JAKARTA (Arrahmah.com) – Komisioner Komisi Nasional Hak Asasi Manusia (Komnas HAM), Siane Indriane menilai jika melihat secara kronologis penjelasan dari pihak Kepolisian, terkait kasus kematian Siyono (34 tahun), korban kezaliman Densus 88, maka semakin lama kebohongan yang ada semakin terungkap. Untuk itu, publik pun diminta dapat secara cerdas menilai dan memahami kasus kematian warga Desa Pogung, Kecamatan Cawas, Kabupaten Klaten, Jawa Tengah, tersebut.
Siyono tewas dalam proses penyelidikan Detasemen Khusus Anti Teror 88 (Densus 88). Dalam kasus itu, polisi menduga kuat Siyono sebagai pemasok dan penyedia senjata untuk kelompok teroris. Namun, tuduhan itu belum sepenuhnya terbukti di persidangan, hingga akhirnya Siyono menghembuskan nafas terakhir diduga kuat lantaran penyiksaan dan tindak kekerasan yang dilakukan oleh Densus 88.
Alhasil, sejumlah lembaga, PP Muhamadiyah, Komnas HAM, Pusham UII, dan LSM Kontras, melakukan advokasi terhadap kematian Siyono. Salah satunya dengan menggelar otopsi secara independen terhadap jenazah Siyono. Komisioner Komnas HAM, Siane Indriani, mengungkapkan, sepertinya ada upaya sistematis untuk menghalangi-halangi proses pengungkapan kasus Siyono tersebut.
Tidak hanya itu, menurut Siane, selama ini keterangan pihak kepolisian terkait kasus ini juga tidak konsisten. Hal ini justru semakin membuat publik kian curiga terhadap kepolisian. Kemarin, Kadivhumas Polri, Irjen Pol Anton Charliyan mengakui ada kesalahan prosedur yang dilakukan oleh Densus 88 dalam penangkapan Siyono.

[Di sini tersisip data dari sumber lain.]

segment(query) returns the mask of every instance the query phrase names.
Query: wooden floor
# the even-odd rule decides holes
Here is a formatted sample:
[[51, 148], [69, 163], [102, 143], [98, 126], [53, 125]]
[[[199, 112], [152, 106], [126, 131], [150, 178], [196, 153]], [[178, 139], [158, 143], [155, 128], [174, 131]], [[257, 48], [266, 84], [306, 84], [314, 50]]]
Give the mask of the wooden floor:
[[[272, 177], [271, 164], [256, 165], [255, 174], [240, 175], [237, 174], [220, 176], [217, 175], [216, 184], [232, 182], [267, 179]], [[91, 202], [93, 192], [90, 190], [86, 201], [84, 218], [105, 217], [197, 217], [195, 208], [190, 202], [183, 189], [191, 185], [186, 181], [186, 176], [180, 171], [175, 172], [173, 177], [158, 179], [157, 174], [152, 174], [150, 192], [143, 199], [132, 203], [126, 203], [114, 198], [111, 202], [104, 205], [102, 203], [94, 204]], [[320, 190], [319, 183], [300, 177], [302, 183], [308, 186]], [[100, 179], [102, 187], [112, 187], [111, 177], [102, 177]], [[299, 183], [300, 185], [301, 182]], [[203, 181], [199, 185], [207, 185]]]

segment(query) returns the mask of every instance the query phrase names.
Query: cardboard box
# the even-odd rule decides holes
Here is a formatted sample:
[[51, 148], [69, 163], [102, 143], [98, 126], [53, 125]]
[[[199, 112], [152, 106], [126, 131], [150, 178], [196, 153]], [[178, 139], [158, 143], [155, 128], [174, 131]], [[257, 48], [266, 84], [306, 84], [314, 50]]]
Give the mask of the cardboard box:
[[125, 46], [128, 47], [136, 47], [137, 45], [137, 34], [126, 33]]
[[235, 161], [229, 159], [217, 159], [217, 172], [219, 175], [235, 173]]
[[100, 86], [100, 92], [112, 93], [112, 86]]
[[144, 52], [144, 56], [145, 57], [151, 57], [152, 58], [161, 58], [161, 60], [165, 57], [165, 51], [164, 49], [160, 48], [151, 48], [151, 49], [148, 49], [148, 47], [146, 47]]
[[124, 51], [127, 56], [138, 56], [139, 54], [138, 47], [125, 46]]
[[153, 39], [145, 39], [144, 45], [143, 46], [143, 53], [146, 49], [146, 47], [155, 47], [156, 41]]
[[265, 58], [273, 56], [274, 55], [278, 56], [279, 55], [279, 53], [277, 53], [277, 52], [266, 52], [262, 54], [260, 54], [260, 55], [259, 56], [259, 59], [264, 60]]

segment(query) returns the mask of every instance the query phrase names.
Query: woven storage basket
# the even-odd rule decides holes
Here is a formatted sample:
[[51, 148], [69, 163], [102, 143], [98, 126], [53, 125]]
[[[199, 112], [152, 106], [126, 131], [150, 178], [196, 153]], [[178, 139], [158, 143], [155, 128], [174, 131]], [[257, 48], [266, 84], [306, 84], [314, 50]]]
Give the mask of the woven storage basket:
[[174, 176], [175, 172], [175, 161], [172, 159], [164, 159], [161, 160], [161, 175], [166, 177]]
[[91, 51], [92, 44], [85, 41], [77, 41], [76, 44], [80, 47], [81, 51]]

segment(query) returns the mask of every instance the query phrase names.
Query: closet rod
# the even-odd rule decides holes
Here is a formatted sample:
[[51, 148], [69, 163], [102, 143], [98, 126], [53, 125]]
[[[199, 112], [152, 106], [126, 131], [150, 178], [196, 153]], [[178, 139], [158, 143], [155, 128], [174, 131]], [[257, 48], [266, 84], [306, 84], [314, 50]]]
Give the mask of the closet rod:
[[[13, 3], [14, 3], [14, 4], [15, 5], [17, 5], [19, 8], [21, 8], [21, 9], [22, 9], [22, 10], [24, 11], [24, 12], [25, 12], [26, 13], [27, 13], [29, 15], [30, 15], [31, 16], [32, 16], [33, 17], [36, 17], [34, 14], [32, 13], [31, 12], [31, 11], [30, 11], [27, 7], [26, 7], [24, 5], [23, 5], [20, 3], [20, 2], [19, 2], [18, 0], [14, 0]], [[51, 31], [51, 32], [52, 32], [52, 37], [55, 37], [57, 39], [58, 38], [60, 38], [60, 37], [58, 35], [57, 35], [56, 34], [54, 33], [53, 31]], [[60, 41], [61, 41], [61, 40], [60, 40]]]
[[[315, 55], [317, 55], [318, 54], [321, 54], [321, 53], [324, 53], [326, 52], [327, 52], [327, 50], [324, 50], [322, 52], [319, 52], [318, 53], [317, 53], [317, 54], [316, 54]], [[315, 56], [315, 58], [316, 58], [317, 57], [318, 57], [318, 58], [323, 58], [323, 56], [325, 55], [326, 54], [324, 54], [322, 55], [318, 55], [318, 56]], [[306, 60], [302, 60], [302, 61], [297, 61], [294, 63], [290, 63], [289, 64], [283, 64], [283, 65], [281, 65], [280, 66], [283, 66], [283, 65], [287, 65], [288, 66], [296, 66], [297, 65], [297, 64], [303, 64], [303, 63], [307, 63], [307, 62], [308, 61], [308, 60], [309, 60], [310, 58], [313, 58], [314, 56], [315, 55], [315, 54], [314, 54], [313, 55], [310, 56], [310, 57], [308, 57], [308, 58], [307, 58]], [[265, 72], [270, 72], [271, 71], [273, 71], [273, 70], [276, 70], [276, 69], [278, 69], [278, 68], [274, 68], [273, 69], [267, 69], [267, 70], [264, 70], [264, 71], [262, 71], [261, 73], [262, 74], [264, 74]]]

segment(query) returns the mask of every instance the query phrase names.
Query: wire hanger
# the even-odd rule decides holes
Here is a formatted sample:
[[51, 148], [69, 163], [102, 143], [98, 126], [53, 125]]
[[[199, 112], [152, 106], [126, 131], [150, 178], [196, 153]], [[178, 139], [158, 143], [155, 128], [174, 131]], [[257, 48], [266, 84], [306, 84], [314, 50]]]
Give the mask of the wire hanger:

“Jika dilihat secara kronologis, dulu ngomongnya tidak ada kesalahan prosedur, tapi karena Siyono meninggal karena kelelahan dan lemas. Kemudian berubah lagi, berkelahi dengan polisi, melawan petugas. Kemudian ini ada kesalahan prosedur. Ini yang justru membuat kami semakin meragukan, semakin lama kebohongan ini semakin terbuka,” ujar Siane saat dihubungi Republika.co.id, Rabu (6/4).
Tidak hanya itu, Siane menambahkan, selama proses autopsi Siyono, akhir pekan lalu, pihaknya juga sempat dihalang-halangi oleh pihak kepolisian, mulai dari permintaan izin, hingga permintaan adanya tim dokter forensik dari Polda Jateng yang ikut serta mengawasi proses tersebut. Kendati begitu, proses autopsi terhadap jenazah Siyono itu pun akhirnya bisa bisa digelar dengan baik.
“Bahkan, pada saat-saat terakhir, ada telepon untuk saya dan pak Busyro (Busyro Muqqodas) meminta untuk menghentikan autopsi. Ini ada apa? kenapa polisi seakan takut, kami melanjutkan autopsi secara independen? apa yang ditakuti polisi? apakah ada yg ditutupi? ini kan justru membuat masyarakat bertanya-tanya, apakah ada fakta yang ditutupi pihak kepolisian,” tuturnya.
Terkait rencana Sidang kode etik yang akan dilakukan pihak kepolisian terhadap penangkap Siyono, Siane mempersilakan pihak kepolisian menindaklanjuti kasus tersebut. Namun, Siane meminta masyarakat untuk bisa menilai dan memahami kasus Siyono tersebut.